According to a Lyft spokesperson, Waters was hired a “few weeks ago,” although the company learned of Wampler’s decision to leave the company only last week. Originally, Waters was slated to report to Wampler. Now that Wampler has decided to leave, Waters will report directly to company president John Zimmer.

“I’m excited for Raj and Melissa to join our executive team as we drive forward our next chapter of growth and scale,” Zimmer said in a statement. “Raj brings exceptional experience and energy to our overall strategy, and Melissa will take our brand and marketing results to the next level.”

Also leaving is vice president of communications Brandon McCormick. McCormick, who came to Lyft from Facebook where he was director of global communications, will be taking “personal time,” according to the company. Lyft said Sheila Bryson will be taking over as interim head of communications. “We thank both Kira and Brandon for their contributions to Lyft,” the company said in a statement.

The executive shuffle come as Lyft continues to lag its monied and aggressive competitor Uber. Fresh off the sale of its China arm, Uber has been freed up to focus its resources and time on forging ahead with its self-driving efforts, as well as scaling its business in its most important markets including the U.S. In other words, Uber has now has more dough and time to focus on beating Lyft.

That’s apparently part of why Lyft hired Kapoor as the chief strategy officer — a new role for the company. Presumably, though the company is growing it may not be able to catch up to Uber’s market share, but it can pursue new business ventures.

According to Kapoor, who spent one day a week at what was then Zimride when he was a board member, his role will be less about reacting to competition and more about expanding the company’s business beyond what it offers today.

“We’re at a point where the company just hit 1,500 people,” Kapoor told Recode. “We’re at a scale where the operation is going quite well and there is a massive opportunity around transportation alone, but there’s a lot more work that can be done.”

In that vein, Lyft has been working on scaling its enterprise business and diversifying its revenue stream with corporate partnerships with companies like HPE, Airbnb and Intuit. But the company is also exploring how to leverage its platform to help seniors and patients travel to and from their doctor’s appointments or to receive medical care.

Unlike Uber, however, the company has steered clear of offering on-demand delivery services.

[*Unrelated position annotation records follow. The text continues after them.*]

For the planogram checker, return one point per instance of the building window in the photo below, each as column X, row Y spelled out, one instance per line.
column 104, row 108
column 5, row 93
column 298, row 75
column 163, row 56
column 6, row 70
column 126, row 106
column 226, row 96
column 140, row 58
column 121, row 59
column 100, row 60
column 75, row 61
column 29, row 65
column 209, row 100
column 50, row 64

Uber, which CEO Travis Kalanick said has 40 million monthly active riders, has been aggressive about both scaling its business both in the U.S. and internationally. Compare that to Lyft’s 3 million active riders in Feb. 2016. When it comes to expansion, Lyft has typically taken the wait-and-see approach often, not always, determining whether to enter a market based on how well Uber fared.

To an extent, it’s a smart strategy that has prevented the company from becoming embroiled in often unwinnable and expensive regulatory wars. It’s why the company chose to partner with China’s local ride-hail company Didi as opposed to entering the market like Uber did.

But it also can be a handicap for a company — valued at $5.5 billion — that is facing off against a take-no-prisoners company like Uber that is valued at $68 billion. It may be why Alphabet, Apple, Microsoft, and Amazon chose not to bid on Lyft — which was asking for $9 billion for a buyout — when the company solicited for competing offers after General Motors expressed interest in potentially buying the company.

Two years ago, Wampler told me that Uber and Lyft would eventually stop competing with each other because the companies are attempting to capture two very different markets. Uber, she said, was going after the $11 billion taxi and limo industry, while Lyft was going after the personal transportation market.

“We lead with ‘we want to reconnect people in communities,’” Wampler said. “We don’t lead with ‘better transportation,’ and that is on purpose. Transportation is better when you’re reconnected, you have a more welcoming, affordable, and memorable experience. You’re not anonymously sitting in a backseat — you’re actually enjoying the experience you have versus just getting delivered from one place to another.”

As the companies have evolved, however, the services and experiences and the industries Uber and Lyft are after are increasingly similar if not the same. So, it may no longer be enough to simply wait and see.